Some cities seduce you with their urgency and energy, where you swear the streets have current running through them. Vienna does not. The ancient Austrian capital implores us to slow down and look up.
But the seat of the Hapsburg Empire for centuries is no laggard. In fact, it’s obsessed about the proper allocation of time and resources to create a fair, just city. The inspiration spans a millennium, documented in the city’s hallowed institutions whereby it ranks at #17 in our Culture subcategory (an improvement of four spots over last year), and #23 for Museums.
You’ll certainly never find a better view of the city than that from the 1897-vintage Reisenrad ferris wheel at the Prater, the oldest amusement park in the world; you’ll also never feel so exquisitely the meaning of Imperial as at Schonbrunn palace. And without Christkindlmärkte, the sparkling holiday markets, would there even be a Christmas?
But fresh ideas are blowing through the city where modernism was born—the 4th district seems to be just one hub of change on its own. Better tasting coffee is coming to the UNESCO-ranked coffeehouses, like the Landtmann and the Central—places where radical philosophical and aesthetic movements were hatched over mediocre joe.
And along with the Klimts at the Schloss Belvedere, and the ever-unsettling Egon Schiele at the Leopold, there’s a dynamic contemporary art scene made up of places like TBA21 and the Museum of Applied Arts, which combines applied art, design, architecture and contemporary art in historic splendor. There’s viennacontemporary, an art fair for explorers that deftly bridges Western and Eastern European works.

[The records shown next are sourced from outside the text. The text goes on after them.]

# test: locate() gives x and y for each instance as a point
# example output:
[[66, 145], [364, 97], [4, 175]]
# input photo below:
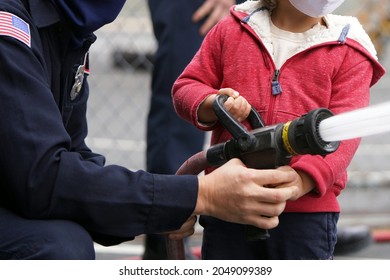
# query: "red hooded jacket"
[[334, 70]]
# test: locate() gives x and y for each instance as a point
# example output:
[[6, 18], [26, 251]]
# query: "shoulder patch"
[[13, 26]]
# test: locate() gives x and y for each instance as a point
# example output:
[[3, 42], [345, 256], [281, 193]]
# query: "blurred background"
[[121, 61]]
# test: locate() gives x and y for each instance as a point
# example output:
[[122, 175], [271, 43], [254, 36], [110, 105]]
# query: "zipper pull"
[[276, 87]]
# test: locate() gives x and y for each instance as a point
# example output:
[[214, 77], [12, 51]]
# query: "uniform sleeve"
[[42, 177]]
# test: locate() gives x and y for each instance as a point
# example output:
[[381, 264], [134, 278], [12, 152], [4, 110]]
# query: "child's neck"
[[287, 18]]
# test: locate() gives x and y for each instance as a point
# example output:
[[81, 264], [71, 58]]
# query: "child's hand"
[[237, 105]]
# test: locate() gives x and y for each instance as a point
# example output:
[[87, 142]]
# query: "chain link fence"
[[121, 64]]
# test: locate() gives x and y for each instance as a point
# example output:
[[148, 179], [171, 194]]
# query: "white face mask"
[[316, 8]]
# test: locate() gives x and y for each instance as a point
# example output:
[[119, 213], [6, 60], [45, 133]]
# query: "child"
[[284, 58]]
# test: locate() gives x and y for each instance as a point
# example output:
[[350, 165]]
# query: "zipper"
[[276, 90], [276, 87]]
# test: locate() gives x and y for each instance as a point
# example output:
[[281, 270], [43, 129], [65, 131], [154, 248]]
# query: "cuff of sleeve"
[[174, 201]]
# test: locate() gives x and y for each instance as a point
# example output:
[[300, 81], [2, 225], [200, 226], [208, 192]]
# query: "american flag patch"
[[13, 26]]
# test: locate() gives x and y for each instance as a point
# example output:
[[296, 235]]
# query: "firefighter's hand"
[[187, 229], [235, 193], [303, 181], [211, 11]]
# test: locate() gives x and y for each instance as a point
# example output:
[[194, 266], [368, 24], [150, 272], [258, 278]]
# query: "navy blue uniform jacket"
[[46, 169]]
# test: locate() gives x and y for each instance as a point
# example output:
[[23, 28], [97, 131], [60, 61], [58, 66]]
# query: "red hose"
[[194, 165]]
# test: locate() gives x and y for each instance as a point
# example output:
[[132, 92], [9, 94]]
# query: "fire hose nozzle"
[[268, 147]]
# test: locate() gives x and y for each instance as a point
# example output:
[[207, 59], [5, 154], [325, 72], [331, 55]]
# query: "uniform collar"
[[43, 13]]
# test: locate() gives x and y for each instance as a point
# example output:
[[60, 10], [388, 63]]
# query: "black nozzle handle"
[[245, 140], [237, 129]]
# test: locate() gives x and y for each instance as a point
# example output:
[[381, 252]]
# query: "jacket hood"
[[87, 16], [340, 30]]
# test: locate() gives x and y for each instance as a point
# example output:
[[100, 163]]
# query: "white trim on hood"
[[260, 22]]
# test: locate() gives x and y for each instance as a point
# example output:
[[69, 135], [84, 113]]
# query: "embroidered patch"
[[13, 26]]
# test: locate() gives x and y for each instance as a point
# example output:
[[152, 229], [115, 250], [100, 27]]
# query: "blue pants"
[[42, 239], [299, 236]]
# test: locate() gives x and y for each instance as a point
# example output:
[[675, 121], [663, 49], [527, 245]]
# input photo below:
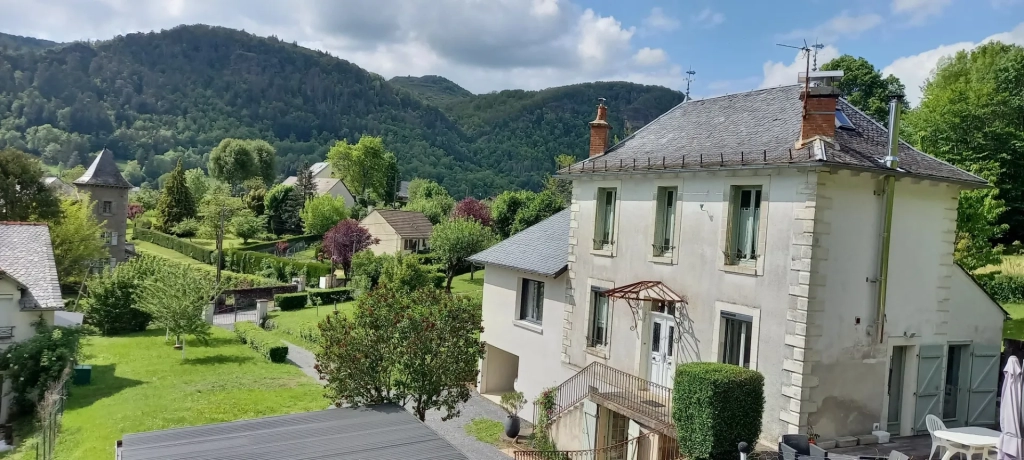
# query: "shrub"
[[260, 340], [290, 301], [328, 296], [716, 406]]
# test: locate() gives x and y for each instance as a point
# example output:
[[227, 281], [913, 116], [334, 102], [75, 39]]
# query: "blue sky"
[[486, 45]]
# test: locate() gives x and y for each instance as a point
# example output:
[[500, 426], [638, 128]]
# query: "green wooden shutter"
[[929, 394], [984, 385]]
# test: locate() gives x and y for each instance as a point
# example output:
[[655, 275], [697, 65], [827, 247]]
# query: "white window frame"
[[717, 335], [730, 199], [525, 295]]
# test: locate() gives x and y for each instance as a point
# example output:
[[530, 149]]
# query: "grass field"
[[140, 383]]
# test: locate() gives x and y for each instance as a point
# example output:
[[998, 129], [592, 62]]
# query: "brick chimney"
[[819, 96], [599, 129]]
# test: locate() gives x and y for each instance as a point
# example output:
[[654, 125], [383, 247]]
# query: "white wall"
[[537, 347], [699, 273]]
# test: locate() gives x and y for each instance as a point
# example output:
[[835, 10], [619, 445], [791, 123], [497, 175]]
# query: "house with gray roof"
[[29, 287], [780, 230]]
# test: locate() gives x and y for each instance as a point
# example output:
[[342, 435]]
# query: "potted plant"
[[512, 403]]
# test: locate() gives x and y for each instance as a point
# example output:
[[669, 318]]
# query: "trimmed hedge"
[[176, 244], [329, 296], [1003, 288], [260, 340], [287, 302], [715, 407]]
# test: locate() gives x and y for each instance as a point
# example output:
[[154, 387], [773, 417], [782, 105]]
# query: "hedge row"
[[239, 260], [260, 340], [1003, 288]]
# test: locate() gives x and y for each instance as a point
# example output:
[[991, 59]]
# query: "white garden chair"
[[935, 424]]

The annual Vienna Design Week is an anticipated takeover of the entire city. Not for nothing does Vienna rank #32 overall for its Programming, an improvement of two spots over last year.

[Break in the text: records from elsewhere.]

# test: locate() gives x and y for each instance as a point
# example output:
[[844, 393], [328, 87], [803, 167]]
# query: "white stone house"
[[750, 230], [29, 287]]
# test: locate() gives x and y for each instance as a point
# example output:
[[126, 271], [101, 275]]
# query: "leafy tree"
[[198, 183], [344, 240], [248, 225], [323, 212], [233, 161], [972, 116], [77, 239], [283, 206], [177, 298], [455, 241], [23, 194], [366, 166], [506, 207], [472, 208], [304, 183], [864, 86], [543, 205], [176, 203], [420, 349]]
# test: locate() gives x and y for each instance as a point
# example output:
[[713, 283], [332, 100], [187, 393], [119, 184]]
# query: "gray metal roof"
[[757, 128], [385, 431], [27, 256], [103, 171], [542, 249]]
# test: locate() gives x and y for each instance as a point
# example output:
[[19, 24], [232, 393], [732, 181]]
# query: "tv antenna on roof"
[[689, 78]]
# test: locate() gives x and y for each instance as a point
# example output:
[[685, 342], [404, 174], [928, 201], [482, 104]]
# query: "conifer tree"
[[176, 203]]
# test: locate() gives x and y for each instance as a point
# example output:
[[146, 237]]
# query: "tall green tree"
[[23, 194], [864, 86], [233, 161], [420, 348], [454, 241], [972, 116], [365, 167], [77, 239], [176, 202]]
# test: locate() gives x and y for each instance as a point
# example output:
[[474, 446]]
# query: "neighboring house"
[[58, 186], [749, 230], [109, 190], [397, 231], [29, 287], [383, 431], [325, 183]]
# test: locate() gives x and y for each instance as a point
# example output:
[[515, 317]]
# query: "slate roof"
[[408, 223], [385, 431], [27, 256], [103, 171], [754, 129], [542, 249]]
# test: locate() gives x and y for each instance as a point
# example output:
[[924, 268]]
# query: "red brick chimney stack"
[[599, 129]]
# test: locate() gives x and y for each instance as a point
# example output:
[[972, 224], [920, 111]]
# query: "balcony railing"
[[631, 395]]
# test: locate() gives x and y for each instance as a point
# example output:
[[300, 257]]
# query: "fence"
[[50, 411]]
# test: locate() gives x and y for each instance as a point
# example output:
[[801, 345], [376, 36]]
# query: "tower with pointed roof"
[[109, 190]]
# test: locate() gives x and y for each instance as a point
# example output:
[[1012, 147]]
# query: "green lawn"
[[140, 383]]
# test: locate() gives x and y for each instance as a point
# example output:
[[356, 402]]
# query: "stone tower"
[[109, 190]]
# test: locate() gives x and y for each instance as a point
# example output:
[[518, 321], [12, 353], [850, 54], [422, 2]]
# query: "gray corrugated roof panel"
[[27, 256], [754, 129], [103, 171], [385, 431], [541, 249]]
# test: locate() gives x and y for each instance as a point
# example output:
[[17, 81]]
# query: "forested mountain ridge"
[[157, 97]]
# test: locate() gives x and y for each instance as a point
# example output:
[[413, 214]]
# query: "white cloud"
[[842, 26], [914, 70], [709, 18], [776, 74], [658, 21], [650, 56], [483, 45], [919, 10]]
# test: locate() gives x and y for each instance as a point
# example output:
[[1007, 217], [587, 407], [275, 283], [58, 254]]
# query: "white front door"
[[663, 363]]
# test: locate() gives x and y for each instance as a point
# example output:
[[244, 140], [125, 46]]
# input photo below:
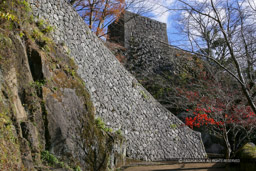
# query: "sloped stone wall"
[[151, 131]]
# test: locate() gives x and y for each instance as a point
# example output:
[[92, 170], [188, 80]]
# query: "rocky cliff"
[[46, 113]]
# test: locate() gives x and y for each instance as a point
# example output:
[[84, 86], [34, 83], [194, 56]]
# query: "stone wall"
[[151, 131]]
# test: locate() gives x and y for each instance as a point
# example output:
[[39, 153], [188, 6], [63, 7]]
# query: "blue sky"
[[162, 14]]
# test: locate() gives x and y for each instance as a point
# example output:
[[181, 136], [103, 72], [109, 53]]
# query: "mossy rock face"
[[248, 151]]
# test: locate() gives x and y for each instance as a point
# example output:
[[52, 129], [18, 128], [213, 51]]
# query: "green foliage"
[[77, 168], [8, 16]]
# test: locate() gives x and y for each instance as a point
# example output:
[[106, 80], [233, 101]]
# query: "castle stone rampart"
[[118, 98]]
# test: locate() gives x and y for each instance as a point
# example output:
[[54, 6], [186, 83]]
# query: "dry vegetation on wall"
[[34, 74]]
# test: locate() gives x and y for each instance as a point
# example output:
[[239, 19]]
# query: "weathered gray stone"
[[134, 106]]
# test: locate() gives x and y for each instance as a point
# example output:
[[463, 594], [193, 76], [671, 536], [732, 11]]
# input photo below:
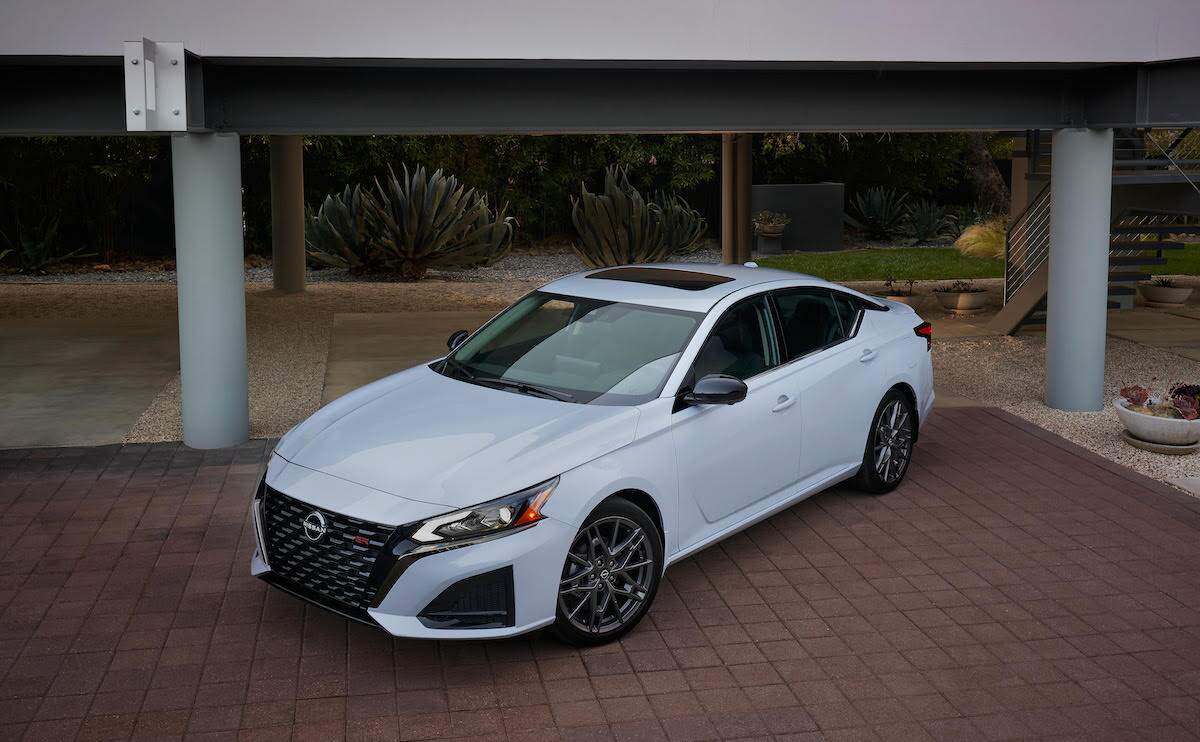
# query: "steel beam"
[[84, 95]]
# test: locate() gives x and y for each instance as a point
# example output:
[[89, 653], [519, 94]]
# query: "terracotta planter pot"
[[961, 301], [1157, 430], [1164, 295]]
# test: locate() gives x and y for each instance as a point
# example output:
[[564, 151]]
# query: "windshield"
[[576, 349]]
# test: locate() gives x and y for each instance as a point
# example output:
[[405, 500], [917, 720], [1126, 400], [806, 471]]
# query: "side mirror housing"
[[456, 339], [717, 389]]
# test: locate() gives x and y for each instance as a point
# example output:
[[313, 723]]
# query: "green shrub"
[[37, 250], [340, 235], [879, 211], [927, 221], [408, 226], [983, 240]]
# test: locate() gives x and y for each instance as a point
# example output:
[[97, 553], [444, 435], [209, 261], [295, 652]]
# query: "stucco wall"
[[735, 30]]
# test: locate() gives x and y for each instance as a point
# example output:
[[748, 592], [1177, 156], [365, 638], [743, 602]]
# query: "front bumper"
[[411, 576]]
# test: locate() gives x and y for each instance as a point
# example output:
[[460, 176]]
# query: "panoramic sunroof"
[[671, 277]]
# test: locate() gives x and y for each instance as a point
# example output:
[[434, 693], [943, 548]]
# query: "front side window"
[[810, 321], [576, 349], [742, 342]]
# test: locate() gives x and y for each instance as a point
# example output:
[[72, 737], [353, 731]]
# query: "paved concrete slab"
[[366, 347], [1015, 586], [81, 382]]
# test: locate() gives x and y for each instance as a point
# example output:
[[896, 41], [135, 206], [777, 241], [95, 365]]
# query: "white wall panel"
[[736, 30]]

While you’re enjoying the very particular appreciation of time that is Vienna, explore some of the Grätzl. The old Viennese word for neighborhood evokes intimate local knowledge of places like Praterstrasse, Rossau, or Karmelitermarkt where you can slow down and smell the coffee at last.

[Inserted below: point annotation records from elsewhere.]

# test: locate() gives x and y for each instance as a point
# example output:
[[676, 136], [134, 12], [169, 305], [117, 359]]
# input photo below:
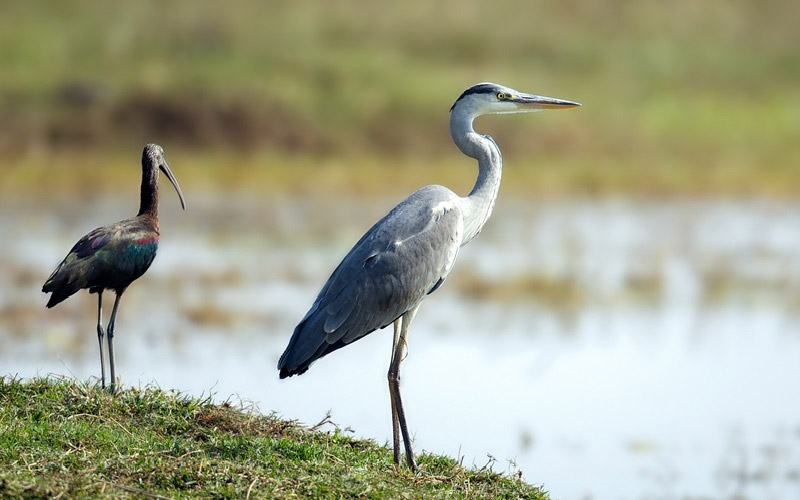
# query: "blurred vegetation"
[[679, 97]]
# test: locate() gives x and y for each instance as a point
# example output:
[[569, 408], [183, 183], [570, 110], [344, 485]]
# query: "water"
[[611, 349]]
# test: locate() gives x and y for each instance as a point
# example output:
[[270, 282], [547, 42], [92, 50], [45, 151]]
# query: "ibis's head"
[[153, 158], [492, 98]]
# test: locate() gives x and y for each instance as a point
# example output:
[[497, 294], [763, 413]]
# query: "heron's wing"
[[403, 257], [100, 259]]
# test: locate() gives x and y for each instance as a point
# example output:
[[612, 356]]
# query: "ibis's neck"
[[149, 194], [478, 205]]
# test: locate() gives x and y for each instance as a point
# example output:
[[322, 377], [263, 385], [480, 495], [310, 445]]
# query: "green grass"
[[61, 439]]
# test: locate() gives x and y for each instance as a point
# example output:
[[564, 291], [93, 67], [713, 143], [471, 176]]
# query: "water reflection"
[[608, 349]]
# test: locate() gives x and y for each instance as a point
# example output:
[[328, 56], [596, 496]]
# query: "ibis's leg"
[[110, 335], [395, 423], [100, 335], [394, 386]]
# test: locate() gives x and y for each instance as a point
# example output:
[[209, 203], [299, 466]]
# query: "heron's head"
[[492, 98], [153, 159]]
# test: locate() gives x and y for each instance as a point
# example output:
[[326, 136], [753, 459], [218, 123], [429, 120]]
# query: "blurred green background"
[[682, 97]]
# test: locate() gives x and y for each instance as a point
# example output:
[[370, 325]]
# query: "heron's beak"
[[536, 102], [165, 168]]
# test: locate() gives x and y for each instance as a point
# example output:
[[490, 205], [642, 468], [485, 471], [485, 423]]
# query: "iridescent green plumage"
[[112, 257]]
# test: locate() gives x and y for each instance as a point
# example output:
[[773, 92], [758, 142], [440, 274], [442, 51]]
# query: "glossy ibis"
[[112, 257], [409, 253]]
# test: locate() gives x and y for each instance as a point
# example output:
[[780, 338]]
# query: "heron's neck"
[[149, 193], [478, 205]]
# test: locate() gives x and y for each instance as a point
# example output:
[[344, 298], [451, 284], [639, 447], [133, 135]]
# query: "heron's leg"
[[394, 384], [100, 335], [392, 376], [110, 335]]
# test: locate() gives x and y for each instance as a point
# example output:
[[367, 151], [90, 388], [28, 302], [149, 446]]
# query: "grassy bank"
[[64, 439]]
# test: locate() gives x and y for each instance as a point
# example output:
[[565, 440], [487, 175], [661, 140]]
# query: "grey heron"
[[408, 254]]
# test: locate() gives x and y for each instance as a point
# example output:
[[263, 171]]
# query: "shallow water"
[[608, 349]]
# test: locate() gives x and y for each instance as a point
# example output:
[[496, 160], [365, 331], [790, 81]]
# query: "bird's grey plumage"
[[402, 258], [409, 253]]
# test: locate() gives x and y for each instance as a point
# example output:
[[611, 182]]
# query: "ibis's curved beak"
[[536, 102], [165, 168]]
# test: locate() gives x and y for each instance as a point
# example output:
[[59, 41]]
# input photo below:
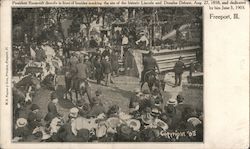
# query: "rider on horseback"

But Vienna isn’t just a snowglobe with LEED certification. The city’s relentless pursuit of quality of life for residents new and old is the stuff of legends in Europe. The internationally lauded Vienna University is free, or almost free for non-EU residents. Today’s student population exceeds 100,000, up more than 75% from earlier this decade. Rent-to-own affordable housing, reliable and extensive public transit and half the urban area dedicated green space criss-crossed by the Danube River add to the almost surreal generosity of one of Europe’s most incredible urban centers.